Pre-preg thicknesses available (approximate after lamination):

(1080 glass style) 0.0022”

(2116 glass style) 0.0042”

(7628 glass style) 0.0075”

FR4 PCB Applications:

FR-4 is a common material for printed circuit boards (PCBs). A thin layer of copper foil is typically laminated to one or both sides of an FR-4 glass epoxy panel. These are commonly referred to as copper clad laminates. The copper thickness or copper weight can vary and so is specified separately.

FR-4 is also used in the construction of relays, switches, standoffs, busbars, washers, arc shields, transformers and screw terminal strips.

FR4 PCBs are known for their excellent thermal stability, high mechanical strength, and resistance to moisture and chemicals. These properties make them suitable for a wide range of applications, including consumer electronics, telecommunications, automotive, industrial equipment, and more.

The FR4 material consists of a thin layer of copper foil laminated onto a substrate made of woven fiberglass cloth impregnated with epoxy resin. The copper layer is etched to create the desired circuit pattern, and the remaining copper traces provide the electrical connections between components.

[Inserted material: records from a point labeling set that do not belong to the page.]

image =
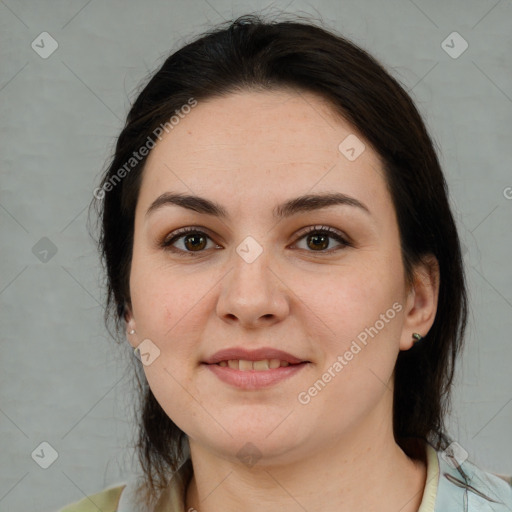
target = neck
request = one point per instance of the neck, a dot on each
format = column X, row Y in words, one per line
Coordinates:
column 364, row 470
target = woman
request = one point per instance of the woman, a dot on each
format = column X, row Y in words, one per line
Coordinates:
column 281, row 254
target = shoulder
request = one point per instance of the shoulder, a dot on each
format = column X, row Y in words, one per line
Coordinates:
column 106, row 501
column 473, row 487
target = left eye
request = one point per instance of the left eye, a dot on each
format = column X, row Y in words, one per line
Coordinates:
column 317, row 238
column 193, row 240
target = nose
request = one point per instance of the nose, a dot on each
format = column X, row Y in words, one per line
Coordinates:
column 253, row 294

The FR4 substrate offers good dimensional stability, which is important for maintaining the integrity of the circuitry over a wide range of temperatures. It also has low electrical conductivity, which helps prevent short circuits between adjacent traces.

In addition to its electrical properties, FR4 has good flame retardant properties due to the presence of halogenated compounds in the epoxy resin. This makes FR4 PCBs suitable for applications where fire safety is a concern.

Overall, FR4 PCBs are widely used in the electronics industry due to their excellent combination of electrical performance, mechanical strength, thermal stability, and flame retardancy.